A multi-fidelity approach in boundary plasma modeling
Ben Zhu
Columbia University
Department of Applied Physics and Applied Mathematics
The boundary region of toroidally confined plasma - spanning from the inside of the last closed flux surface to the first wall - arguably represents one of the most formidable computational challenges in fusion research. Capturing the nonlinear interplay between turbulent dynamics, flows, background profiles, and neutral particle dynamics at transport timescales requires high-fidelity kinetic simulations that are often prohibitively expensive for routine use. Even standard fluid-based global simulations remain too computationally intensive for rapid iterative design or real-time control. Consequently, the field has traditionally relied on reduced models based on crude or oversimplified assumptions to achieve necessary speedups.
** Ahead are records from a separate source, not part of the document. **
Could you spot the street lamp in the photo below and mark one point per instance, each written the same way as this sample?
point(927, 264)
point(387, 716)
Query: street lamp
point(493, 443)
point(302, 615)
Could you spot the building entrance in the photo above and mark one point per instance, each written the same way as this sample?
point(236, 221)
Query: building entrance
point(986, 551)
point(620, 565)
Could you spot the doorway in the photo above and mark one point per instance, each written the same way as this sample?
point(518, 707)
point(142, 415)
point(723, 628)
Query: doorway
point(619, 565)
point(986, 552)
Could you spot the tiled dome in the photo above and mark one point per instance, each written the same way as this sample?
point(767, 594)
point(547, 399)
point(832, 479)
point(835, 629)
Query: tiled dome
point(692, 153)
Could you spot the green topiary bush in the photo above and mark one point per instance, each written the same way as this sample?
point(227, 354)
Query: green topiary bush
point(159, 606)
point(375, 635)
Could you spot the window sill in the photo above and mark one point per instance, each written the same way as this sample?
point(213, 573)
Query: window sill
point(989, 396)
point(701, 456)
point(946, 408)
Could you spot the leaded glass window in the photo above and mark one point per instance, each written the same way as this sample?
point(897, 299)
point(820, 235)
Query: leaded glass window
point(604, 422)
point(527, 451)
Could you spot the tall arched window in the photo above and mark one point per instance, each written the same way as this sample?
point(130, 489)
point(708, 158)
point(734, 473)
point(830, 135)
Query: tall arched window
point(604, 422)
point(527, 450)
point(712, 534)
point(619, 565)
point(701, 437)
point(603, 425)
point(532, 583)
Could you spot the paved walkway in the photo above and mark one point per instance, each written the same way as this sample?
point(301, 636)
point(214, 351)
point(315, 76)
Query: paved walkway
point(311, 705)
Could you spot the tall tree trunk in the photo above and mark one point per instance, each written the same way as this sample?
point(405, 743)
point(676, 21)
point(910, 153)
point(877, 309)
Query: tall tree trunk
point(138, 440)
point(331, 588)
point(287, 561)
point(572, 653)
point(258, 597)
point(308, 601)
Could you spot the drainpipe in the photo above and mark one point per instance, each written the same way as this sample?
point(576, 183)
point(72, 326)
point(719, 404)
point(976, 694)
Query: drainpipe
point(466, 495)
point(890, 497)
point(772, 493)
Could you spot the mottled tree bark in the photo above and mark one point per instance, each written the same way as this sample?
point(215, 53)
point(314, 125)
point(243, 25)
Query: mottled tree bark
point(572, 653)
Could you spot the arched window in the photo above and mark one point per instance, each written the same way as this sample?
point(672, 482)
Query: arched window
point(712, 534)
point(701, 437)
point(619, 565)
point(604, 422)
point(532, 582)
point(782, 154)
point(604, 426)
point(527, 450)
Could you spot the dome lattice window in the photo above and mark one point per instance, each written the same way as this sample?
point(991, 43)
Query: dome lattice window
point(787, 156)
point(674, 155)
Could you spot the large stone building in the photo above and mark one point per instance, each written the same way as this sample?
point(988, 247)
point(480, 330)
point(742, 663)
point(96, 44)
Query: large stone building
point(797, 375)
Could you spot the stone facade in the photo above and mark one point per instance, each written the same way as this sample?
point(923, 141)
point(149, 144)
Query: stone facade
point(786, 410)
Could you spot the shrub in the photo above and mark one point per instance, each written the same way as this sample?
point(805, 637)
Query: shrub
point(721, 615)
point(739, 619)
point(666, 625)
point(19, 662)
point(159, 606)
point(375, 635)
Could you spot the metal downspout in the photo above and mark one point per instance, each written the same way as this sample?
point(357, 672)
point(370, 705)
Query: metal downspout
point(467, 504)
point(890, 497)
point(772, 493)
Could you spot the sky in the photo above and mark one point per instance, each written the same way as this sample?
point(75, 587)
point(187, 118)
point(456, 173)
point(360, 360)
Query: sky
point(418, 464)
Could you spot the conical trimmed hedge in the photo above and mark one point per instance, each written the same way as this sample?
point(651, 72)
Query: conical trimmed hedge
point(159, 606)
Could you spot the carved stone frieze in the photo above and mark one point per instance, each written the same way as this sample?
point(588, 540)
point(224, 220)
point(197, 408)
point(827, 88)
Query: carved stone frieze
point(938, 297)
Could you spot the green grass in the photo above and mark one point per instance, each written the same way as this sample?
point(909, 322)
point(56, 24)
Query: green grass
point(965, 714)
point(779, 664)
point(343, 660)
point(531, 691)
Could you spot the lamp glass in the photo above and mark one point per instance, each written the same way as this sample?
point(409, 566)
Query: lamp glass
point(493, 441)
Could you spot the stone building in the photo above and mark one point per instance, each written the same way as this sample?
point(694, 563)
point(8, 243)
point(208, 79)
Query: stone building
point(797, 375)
The multi-fidelity approach provides a synergistic solution to this computational bottleneck. By leveraging a hierarchy of self-consistent models across different fidelity levels, this approach utilizes either direct coupling or emerging techniques, such as transfer learning, to achieve high-accuracy predictions with significantly reduced computational overhead. Current applications in boundary modeling, including turbulence-transport coupling and quasi-real-time predictions of divertor plasma solutions, will be presented. Finally, outstanding challenges and opportunities, such as the integration of data-driven surrogates into sophisticated multi-fidelity hierarchies, will be discussed.